Ferrofluid seals for the sealing of single rotary shafts either through the use of a single- or multiple-stage ferrofluid O-ring seal is a well founded and accepted technology. The effective sealing of two or more coaxial shafts in a single housing is quite difficult. Historically the solution to coaxial shaft sealing has been to mount physically one complete seal assembly inside another in order to de-couple the multiple magnetic structures. This approach to ferrofluid sealing of coaxial multiple shafts leads to an excessively large overall assembly which is quite cumbersome, particularly in use in small coaxial shaft diameters. Ferrofluid seals on coaxial, multiple-shaft elements are most desirable since such ferrofluid seals reduce wear on the sealing elements, provide for low drag torque, and may be designed for long ferrofluid seal life.
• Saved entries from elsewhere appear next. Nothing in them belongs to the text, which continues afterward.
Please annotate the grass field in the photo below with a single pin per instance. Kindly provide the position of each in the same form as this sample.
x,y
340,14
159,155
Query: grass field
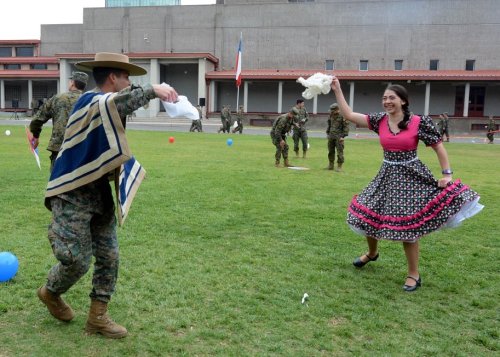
x,y
220,246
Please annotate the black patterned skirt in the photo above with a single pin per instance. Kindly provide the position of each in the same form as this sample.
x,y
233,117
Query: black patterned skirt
x,y
403,202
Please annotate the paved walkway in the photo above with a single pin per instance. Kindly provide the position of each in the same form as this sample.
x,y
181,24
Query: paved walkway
x,y
162,123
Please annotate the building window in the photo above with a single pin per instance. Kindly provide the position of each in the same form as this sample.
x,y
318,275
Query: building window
x,y
38,66
24,51
5,52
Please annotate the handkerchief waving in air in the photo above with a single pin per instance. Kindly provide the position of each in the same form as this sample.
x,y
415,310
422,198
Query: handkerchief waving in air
x,y
318,83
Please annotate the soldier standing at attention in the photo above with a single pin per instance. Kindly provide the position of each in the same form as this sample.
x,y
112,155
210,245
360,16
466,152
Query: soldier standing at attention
x,y
239,121
196,124
281,127
299,128
58,108
338,129
83,212
491,127
443,126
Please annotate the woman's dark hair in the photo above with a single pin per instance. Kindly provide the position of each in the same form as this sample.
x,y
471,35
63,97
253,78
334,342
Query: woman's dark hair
x,y
403,95
101,73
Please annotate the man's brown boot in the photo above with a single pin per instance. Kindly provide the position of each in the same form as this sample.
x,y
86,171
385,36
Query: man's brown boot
x,y
55,304
99,322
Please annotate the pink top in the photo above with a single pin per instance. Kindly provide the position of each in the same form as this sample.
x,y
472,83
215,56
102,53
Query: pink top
x,y
419,128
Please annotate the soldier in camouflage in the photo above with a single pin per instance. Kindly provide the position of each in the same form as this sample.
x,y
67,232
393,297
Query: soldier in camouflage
x,y
281,127
443,126
491,127
196,124
239,121
83,220
337,130
58,108
299,128
225,118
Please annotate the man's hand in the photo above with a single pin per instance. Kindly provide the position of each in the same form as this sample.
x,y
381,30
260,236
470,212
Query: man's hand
x,y
166,93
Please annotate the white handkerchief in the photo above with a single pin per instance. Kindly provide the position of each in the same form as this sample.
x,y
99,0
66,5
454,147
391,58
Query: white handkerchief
x,y
181,108
318,83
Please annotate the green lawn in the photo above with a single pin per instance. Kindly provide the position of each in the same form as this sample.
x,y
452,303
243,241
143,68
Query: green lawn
x,y
220,246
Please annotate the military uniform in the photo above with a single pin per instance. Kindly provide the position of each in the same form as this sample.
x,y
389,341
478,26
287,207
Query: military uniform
x,y
196,124
225,118
299,130
443,127
239,121
337,130
490,128
58,108
84,223
281,127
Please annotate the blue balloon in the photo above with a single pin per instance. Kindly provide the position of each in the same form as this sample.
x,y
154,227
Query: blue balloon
x,y
8,266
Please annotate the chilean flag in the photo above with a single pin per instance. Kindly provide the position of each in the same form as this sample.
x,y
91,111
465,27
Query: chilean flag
x,y
238,64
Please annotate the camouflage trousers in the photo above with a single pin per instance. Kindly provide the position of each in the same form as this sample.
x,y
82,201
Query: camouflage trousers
x,y
335,143
280,151
299,135
76,235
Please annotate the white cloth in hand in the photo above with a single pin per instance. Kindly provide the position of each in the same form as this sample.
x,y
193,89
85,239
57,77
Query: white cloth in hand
x,y
318,83
181,108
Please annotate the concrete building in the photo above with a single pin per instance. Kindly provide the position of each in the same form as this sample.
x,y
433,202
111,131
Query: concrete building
x,y
443,51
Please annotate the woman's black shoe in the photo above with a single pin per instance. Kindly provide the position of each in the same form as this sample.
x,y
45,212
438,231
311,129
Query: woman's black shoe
x,y
359,263
411,288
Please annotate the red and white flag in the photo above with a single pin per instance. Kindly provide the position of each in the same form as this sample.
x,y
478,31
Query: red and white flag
x,y
238,63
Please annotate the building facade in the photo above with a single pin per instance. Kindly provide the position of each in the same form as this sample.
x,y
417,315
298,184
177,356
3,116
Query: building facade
x,y
443,51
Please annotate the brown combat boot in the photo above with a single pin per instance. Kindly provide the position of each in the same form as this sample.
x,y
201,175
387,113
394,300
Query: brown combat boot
x,y
55,304
100,322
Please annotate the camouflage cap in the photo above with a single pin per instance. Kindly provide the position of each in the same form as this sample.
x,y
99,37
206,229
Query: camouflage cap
x,y
80,77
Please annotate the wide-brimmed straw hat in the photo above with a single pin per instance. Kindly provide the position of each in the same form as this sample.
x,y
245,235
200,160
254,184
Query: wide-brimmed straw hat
x,y
111,60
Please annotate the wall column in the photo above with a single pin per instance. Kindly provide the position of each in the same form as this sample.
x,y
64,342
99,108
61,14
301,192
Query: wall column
x,y
202,87
427,97
154,77
245,97
280,96
211,89
30,93
2,93
64,74
466,99
351,95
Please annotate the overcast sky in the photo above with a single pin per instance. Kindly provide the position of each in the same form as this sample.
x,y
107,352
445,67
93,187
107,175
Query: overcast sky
x,y
21,19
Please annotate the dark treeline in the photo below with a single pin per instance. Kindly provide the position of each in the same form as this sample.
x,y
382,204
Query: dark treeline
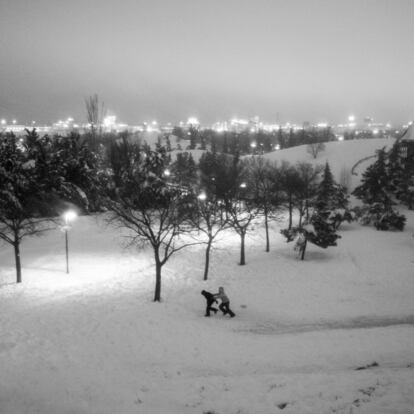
x,y
247,142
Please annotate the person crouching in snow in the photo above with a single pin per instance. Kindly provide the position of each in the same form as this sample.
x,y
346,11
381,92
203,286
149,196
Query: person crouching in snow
x,y
210,300
225,302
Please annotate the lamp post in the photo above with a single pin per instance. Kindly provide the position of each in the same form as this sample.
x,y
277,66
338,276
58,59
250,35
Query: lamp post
x,y
68,217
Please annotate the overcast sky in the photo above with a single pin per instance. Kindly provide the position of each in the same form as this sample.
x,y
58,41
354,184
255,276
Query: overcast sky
x,y
309,60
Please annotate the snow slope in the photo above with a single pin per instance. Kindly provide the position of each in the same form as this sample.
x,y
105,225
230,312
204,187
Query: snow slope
x,y
94,342
340,155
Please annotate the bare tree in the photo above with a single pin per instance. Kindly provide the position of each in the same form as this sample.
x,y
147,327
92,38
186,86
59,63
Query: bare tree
x,y
210,219
264,181
315,148
95,113
152,209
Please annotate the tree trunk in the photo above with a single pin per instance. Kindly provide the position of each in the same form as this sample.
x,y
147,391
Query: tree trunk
x,y
267,232
158,266
242,256
302,257
207,262
18,263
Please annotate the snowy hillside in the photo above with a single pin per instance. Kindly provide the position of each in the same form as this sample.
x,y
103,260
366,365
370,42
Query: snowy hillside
x,y
331,334
340,155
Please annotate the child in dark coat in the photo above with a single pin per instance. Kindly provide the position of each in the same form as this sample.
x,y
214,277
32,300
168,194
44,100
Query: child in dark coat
x,y
210,300
225,303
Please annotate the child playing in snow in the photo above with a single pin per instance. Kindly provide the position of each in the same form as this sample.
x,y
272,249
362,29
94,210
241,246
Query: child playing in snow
x,y
225,302
210,300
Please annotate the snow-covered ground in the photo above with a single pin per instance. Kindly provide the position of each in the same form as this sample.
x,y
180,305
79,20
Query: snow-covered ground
x,y
94,342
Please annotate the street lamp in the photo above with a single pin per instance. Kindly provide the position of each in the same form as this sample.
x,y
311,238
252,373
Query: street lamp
x,y
202,196
68,217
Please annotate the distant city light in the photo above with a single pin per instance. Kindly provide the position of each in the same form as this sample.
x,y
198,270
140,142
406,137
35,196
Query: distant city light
x,y
69,216
193,121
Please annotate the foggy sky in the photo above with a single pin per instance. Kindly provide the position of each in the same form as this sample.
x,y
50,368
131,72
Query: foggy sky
x,y
309,60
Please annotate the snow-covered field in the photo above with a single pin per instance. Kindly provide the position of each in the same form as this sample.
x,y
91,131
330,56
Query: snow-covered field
x,y
94,342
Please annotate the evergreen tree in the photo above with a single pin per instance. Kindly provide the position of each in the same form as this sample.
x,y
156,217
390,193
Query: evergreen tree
x,y
375,191
332,198
401,175
318,230
184,171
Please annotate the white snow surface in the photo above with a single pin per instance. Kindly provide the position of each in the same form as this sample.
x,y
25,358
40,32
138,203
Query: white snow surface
x,y
93,341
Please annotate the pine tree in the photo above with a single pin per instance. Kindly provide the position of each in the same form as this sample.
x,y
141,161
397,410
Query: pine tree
x,y
332,198
318,230
376,192
401,175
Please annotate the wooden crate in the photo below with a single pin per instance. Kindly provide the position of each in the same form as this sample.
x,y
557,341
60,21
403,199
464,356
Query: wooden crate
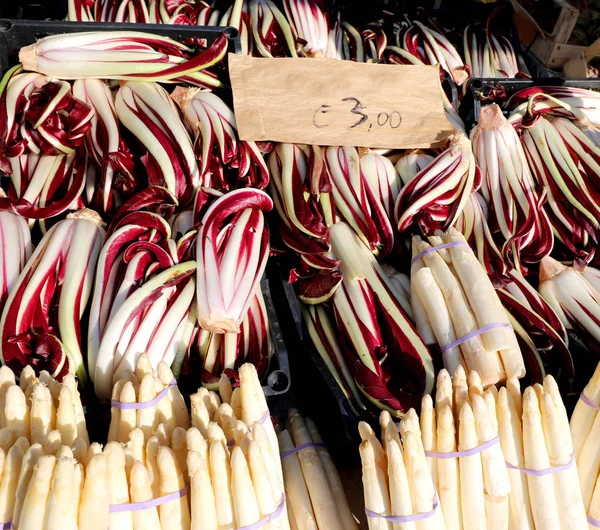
x,y
550,48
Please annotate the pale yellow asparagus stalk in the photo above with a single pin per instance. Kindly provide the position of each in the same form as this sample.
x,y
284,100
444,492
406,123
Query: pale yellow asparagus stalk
x,y
447,468
584,415
29,461
273,465
118,485
115,412
541,489
254,404
62,511
428,432
444,393
266,497
152,447
70,382
135,446
421,483
203,508
220,470
460,391
180,412
244,496
94,449
225,389
227,421
147,418
486,305
321,497
200,415
400,497
42,416
53,443
65,417
432,301
128,417
495,475
571,512
471,472
236,402
95,499
10,480
375,486
16,411
25,378
511,440
475,355
298,499
141,491
196,442
35,506
335,483
164,410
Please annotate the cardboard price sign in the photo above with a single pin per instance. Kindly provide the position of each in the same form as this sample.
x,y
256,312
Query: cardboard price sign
x,y
331,102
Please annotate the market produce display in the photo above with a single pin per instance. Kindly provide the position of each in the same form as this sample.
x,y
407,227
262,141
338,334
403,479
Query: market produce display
x,y
136,228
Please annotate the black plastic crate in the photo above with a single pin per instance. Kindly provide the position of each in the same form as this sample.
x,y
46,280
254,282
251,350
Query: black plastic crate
x,y
480,90
14,34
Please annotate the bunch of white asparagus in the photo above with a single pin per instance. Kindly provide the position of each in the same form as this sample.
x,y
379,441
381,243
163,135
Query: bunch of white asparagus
x,y
456,305
160,406
42,410
527,480
585,431
396,477
315,495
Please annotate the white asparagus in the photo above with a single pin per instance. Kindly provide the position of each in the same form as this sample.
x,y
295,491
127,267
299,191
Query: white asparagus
x,y
118,485
203,504
541,489
62,511
10,480
431,299
35,506
495,475
375,485
471,472
584,415
428,432
335,483
321,497
220,470
141,491
447,468
95,499
571,512
298,500
16,411
32,455
400,497
511,440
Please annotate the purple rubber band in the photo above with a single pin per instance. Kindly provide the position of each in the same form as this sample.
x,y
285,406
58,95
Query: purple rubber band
x,y
436,248
266,519
137,506
143,404
593,522
588,401
468,452
543,472
405,518
475,333
301,448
Typically, coaxial, multiple-shaft apparatus requiring effective sealings are used, for example, in semiconductor processing equipment, such as in sputtering assemblies for the etching or depositing onto a semiconductive wafer, and wherein a shutter, that is a plate with a hole, must be rotated to open and expose a target to a semiconductive wafer on a rotatable table below the target so that the rotating shutter is between the target and the table with the waffer. Another application for coaxial, multiple-shaft devices is for sample manipulation in certain high-vacuum analysis equipment, such as a goniometer, or for the use of x-ray equipment for crystallographic studies. Coaxial seals may be used with other devices wherein an effective seal is required, typically between a subatmospheric and an atmospheric or superatmospheric environment, and the seal is required between coaxial, multiple-shaft elements extending between the environments.
Thus, a seal apparatus for the hermetic sealing of the rotary motion of two or more coaxial shaft elements and for the independent rotation of the shafts in a low cost, compact design employing a ferrofluid seal is desirable.